Arzthaftungsfälle können schwerwiegende ökonomische Schäden, aber auch Reputationsschäden nach sich ziehen. Folgendes können radiologische Einrichtungen tun, um Haftungsrisiken möglichst zu minimieren:

  • Leitliniengerechte Praxis: Radiologische Einrichtungen sollten sich in ihrem diagnostischen Vorgehen ausnahmslos an den Leitlinien anerkannter Fachgesellschaften wie der European Society of Radiology (ESR), Radiological Society of North America (RSNA) oder dem American College of Radiology (ACR) orientieren. Denn diese Leitlinien definieren den allgemein anerkannten „Facharztstandard“, zu dessen Einhaltung ÄrztInnen verpflichtet sind.
  • Standardisierung von Prozessen: Behandlungsfehler kommen häufig durch eine Verkettung von Faktoren zustande, die durch eine lückenlose Standardisierung sämtlicher medizinischer und organisatorischer Prozesse vermeidbar wären. Auch die Kommunikationsprozesse an wichtigen Schnittstellen, etwa zwischen ärztlichem Personal und RöntgenassistentInnen oder der radiologischen Praxis und ihren Zuweisern, sollten nach festgelegten Standards erfolgen.
  • Lückenlose Dokumentation: Zwar bedeutet es in der täglichen Routine einen gewissen Mehraufwand, doch eine konsequente Dokumentation sämtlicher Behandlungsschritte minimiert das Haftungsrisiko, falls Vorwürfe erhoben werden. Dazu zählt auch die Patientenaufklärung oder ein von PatientInnen gewünschter Verzicht auf das Aufklärungsgespräch.
  • Kritische Prüfung des Untersuchungsauftrags: Bei Zweifeln oder offensichtlichen Unstimmigkeiten des Untersuchungsauftrags sollte immer der Kontakt zur überweisenden Einrichtung gesucht werden. Dies gilt auch bei etwaigen Zufallsbefunden.
  • Regelmäßige Mitarbeiterschulungen: BetreiberInnen von radiologischen Praxen haften auch für Fehler ihres Personals. Regelmäßige Schulungen und Weiterbildungen sollten daher selbstverständlich sein.
  • Offene Fehlerkultur: Einrichtungsinterne oder auch einrichtungsübergreifende Fehlermeldesysteme können dazu beitragen, kritische Ereignisse und Fehler objektiv zu analysieren, um sie künftig zu vermeiden.
  • Peer-Review-Verfahren: Irren ist menschlich. Peer-Review-Konzepte, wie sie beispielsweise im Mammographie-Screening etabliert sind, stellen ein effektives Mittel zur Qualitätssicherung und damit zur Vermeidung von Haftungsrisiken dar, sind aber natürlich mit einem erhöhten personellen Aufwand verbunden. Eine Alternative könnten selbstlernende KI-basierte Systeme darstellen, die RadiologInnen als „Sparringpartner“ bei der Diagnosestellung zur Seite stehen und auf mögliche Fehler oder Zufallsbefunde hinweisen.
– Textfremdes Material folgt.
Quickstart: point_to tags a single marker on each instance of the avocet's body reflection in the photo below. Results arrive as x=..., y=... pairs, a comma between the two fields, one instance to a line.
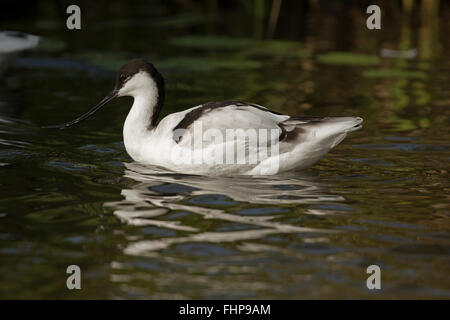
x=159, y=195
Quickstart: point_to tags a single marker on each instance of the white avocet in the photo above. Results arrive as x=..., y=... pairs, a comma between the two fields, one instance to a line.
x=204, y=139
x=13, y=42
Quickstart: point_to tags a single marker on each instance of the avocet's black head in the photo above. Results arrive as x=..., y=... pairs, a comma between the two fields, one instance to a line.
x=136, y=77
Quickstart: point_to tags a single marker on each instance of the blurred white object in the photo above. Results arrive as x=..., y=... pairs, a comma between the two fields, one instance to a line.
x=405, y=54
x=12, y=43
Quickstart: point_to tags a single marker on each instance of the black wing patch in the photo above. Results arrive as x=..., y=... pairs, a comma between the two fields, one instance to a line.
x=298, y=129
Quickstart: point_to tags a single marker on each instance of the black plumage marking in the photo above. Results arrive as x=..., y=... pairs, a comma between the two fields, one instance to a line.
x=136, y=66
x=197, y=113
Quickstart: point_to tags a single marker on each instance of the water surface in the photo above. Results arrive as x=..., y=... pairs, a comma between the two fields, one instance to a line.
x=75, y=197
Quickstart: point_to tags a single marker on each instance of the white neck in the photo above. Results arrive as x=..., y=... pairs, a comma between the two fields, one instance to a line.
x=138, y=124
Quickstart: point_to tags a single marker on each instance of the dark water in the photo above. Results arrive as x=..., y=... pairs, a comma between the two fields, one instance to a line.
x=75, y=197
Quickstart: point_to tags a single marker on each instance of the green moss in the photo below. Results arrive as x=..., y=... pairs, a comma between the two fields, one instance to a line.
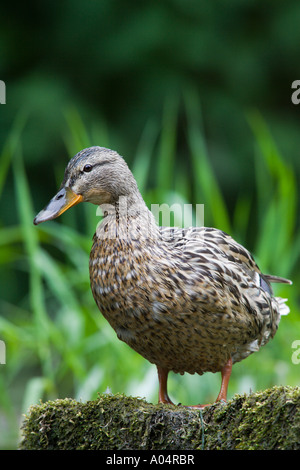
x=264, y=420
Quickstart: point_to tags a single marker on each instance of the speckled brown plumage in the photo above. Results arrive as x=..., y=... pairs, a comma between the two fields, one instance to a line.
x=188, y=300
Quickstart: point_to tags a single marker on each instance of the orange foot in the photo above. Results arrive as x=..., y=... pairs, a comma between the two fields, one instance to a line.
x=163, y=396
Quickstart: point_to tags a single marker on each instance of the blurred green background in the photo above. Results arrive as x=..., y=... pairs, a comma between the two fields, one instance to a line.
x=196, y=96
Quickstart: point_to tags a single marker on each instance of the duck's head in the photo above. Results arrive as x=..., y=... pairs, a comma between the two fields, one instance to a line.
x=97, y=175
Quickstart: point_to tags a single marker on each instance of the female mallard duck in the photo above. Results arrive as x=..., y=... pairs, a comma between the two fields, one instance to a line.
x=188, y=300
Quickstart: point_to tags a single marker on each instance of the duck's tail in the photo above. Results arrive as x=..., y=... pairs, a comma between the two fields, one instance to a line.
x=281, y=280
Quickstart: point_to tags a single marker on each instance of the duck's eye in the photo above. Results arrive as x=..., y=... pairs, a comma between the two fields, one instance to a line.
x=87, y=168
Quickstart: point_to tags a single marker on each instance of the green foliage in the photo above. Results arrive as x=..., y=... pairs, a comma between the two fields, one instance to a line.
x=58, y=344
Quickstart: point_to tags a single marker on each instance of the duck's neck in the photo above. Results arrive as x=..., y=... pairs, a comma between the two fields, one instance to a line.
x=127, y=219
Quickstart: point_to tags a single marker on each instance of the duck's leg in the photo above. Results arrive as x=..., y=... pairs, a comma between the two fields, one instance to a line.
x=225, y=372
x=163, y=396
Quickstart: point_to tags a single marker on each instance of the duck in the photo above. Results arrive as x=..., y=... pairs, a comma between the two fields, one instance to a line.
x=189, y=300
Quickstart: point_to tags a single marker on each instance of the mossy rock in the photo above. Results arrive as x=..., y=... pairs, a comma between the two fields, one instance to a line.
x=265, y=420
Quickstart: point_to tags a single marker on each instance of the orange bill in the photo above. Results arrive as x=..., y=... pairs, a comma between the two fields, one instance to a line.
x=63, y=200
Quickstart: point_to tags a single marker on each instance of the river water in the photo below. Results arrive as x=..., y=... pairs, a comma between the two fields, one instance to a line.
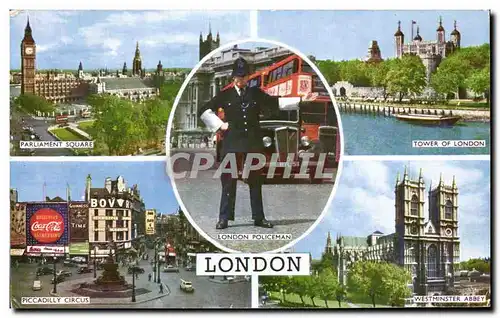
x=379, y=135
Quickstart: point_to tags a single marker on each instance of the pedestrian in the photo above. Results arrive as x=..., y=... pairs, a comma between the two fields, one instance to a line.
x=242, y=107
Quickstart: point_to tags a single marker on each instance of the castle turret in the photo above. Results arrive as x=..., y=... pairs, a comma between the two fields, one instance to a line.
x=455, y=35
x=399, y=39
x=440, y=32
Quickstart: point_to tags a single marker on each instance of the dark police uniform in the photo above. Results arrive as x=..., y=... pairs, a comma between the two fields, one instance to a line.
x=242, y=109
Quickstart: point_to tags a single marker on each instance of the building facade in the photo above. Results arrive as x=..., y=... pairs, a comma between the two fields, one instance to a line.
x=133, y=88
x=431, y=52
x=428, y=248
x=54, y=89
x=116, y=214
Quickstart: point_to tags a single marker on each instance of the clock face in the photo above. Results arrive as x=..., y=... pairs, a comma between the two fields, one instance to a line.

Arzthaftung in der Radiologie: Risiko nicht unterschätzen

Die Vermeidung von Arzthaftungsrisiken ist gerade in der Radiologie eine enorme Herausforderung, zumal Untersuchungen häufig „im Akkord“ unter Zeit- und Personalmangel bei zugleich hohem Dokumentationsaufwand erfolgen. Radiologische Praxen sollten daher ihre Prozesse kritisch unter die Lupe nehmen und neuralgische Haftungsrisiken identifizieren, um anschließend gezielte Vorkehrungen zu treffen.